E, é claro, talvez ele finalmente lhe dissesse o nome da mulher com quem Jake dormira. Se ela pelo menos pudesse saber quem era, tudo melhoraria.

Julian atendera de imediato, como se estivesse esperando sua ligação.

- Oi, Julian, é Chloe. Sinto muito sobre segunda-feira.

- Está tudo perdoado, meu bem - disse ele. - Por que você não vem à minha casa esta tarde? Eu lhe conto sobre essa tal mulher. Até lhe mostro onde ela mora.

Mais uma vez, ele não quis lhe dizer o nome pelo telefone.

Mais tarde, quando Chloe saiu, a neve caía mais pesadamente do que havia algumas horas. Ficou surpresa em ver a quantidade de neve nas calçadas e na rua.
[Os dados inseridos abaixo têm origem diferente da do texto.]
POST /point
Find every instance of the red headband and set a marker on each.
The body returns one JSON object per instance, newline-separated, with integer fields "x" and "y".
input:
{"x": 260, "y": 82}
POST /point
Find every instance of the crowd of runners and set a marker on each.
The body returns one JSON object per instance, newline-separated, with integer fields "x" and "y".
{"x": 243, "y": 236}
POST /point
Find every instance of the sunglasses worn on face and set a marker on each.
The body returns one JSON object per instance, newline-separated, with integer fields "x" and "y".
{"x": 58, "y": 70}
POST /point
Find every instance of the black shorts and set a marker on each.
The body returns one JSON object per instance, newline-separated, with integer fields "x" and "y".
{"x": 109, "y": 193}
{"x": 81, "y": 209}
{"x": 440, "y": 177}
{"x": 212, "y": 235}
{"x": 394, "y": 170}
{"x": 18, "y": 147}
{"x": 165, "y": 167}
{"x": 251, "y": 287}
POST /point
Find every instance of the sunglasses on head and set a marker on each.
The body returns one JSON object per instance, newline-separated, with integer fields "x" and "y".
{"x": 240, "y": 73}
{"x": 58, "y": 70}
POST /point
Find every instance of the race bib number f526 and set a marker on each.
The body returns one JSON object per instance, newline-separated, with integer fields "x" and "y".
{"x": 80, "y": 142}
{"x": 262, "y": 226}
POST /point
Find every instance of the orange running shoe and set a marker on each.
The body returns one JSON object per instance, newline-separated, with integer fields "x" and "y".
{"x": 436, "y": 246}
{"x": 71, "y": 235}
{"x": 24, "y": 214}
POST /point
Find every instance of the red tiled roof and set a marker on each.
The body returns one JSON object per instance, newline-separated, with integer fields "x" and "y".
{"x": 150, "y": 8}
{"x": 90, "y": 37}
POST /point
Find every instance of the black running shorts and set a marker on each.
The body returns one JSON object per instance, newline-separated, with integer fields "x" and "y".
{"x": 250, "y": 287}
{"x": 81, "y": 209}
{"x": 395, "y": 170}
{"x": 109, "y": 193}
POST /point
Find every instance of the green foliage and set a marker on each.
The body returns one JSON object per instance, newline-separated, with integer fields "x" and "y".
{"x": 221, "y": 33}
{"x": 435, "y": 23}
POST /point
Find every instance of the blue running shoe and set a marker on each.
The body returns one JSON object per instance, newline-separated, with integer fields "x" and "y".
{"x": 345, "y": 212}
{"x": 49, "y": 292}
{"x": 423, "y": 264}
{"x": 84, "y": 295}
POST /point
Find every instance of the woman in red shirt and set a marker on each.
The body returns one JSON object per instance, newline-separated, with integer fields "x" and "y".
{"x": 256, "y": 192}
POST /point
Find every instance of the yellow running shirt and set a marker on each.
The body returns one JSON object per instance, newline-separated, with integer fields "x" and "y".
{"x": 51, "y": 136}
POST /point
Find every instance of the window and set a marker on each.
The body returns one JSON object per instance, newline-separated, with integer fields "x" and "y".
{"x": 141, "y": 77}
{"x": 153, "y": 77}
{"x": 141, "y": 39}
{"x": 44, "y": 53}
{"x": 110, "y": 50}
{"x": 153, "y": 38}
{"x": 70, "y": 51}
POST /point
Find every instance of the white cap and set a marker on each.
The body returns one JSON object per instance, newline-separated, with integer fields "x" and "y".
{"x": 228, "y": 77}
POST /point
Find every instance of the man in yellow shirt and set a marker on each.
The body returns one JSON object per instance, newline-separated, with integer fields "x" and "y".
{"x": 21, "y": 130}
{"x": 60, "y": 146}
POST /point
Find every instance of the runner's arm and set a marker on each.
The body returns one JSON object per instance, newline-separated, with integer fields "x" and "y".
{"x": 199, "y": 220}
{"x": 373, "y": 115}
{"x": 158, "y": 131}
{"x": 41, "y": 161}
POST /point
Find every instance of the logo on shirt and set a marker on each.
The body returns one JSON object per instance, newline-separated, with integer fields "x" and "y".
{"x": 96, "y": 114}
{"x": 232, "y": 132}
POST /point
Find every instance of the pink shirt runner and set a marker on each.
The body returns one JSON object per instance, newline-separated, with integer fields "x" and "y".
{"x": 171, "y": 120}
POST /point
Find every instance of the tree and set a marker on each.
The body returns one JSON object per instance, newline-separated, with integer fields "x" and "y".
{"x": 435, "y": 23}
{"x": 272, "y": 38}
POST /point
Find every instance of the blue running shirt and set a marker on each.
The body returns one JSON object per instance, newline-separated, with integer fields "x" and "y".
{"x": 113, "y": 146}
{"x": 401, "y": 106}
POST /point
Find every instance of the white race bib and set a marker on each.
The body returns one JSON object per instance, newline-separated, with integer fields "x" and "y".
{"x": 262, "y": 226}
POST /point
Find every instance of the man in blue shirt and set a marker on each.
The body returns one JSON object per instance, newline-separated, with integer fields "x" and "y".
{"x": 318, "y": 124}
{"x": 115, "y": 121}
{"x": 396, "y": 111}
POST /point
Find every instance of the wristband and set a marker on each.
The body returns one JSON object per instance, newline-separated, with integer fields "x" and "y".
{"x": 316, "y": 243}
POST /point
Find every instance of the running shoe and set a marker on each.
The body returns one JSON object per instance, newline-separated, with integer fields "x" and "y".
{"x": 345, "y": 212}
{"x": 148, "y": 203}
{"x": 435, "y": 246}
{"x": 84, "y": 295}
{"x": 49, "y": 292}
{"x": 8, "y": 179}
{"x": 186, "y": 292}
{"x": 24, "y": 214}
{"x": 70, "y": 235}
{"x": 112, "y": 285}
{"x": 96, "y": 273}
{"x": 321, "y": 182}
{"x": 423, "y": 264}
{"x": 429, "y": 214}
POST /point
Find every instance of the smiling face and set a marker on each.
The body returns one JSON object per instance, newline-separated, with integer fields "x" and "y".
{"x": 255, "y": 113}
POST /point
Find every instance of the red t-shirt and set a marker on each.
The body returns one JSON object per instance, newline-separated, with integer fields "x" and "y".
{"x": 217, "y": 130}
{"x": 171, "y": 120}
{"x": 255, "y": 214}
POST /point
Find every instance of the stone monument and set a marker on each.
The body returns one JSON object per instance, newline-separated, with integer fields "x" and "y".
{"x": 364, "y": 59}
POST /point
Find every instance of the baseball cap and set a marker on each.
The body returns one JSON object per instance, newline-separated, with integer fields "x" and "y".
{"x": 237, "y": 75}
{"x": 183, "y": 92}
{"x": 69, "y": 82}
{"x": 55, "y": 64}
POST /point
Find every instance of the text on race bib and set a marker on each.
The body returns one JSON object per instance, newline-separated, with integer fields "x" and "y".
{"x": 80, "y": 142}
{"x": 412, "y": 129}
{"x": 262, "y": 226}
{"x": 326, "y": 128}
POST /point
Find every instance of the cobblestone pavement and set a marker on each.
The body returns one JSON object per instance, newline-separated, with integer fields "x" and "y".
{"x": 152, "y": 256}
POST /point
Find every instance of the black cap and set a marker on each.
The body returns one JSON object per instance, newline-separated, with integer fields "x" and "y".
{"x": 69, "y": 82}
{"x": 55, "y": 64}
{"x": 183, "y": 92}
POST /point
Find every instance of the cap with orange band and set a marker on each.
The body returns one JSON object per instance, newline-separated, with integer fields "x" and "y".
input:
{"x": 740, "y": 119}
Era uma neve molhada, pesada, e já chegava à altura do tornozelo. Quando entrou no fusca, no estacionamento que ficava ao lado do prédio, notou uma coisa esquisita. Ali, perto do pneu traseiro, debaixo da neve, havia um livro. Ela tirou a neve de cima do volume e o apanhou do chão.

Madame Bovary.

Revirou os olhos e atirou o livro de volta na neve. Os livros achavam que ela ia trair Jake. Que ótimo.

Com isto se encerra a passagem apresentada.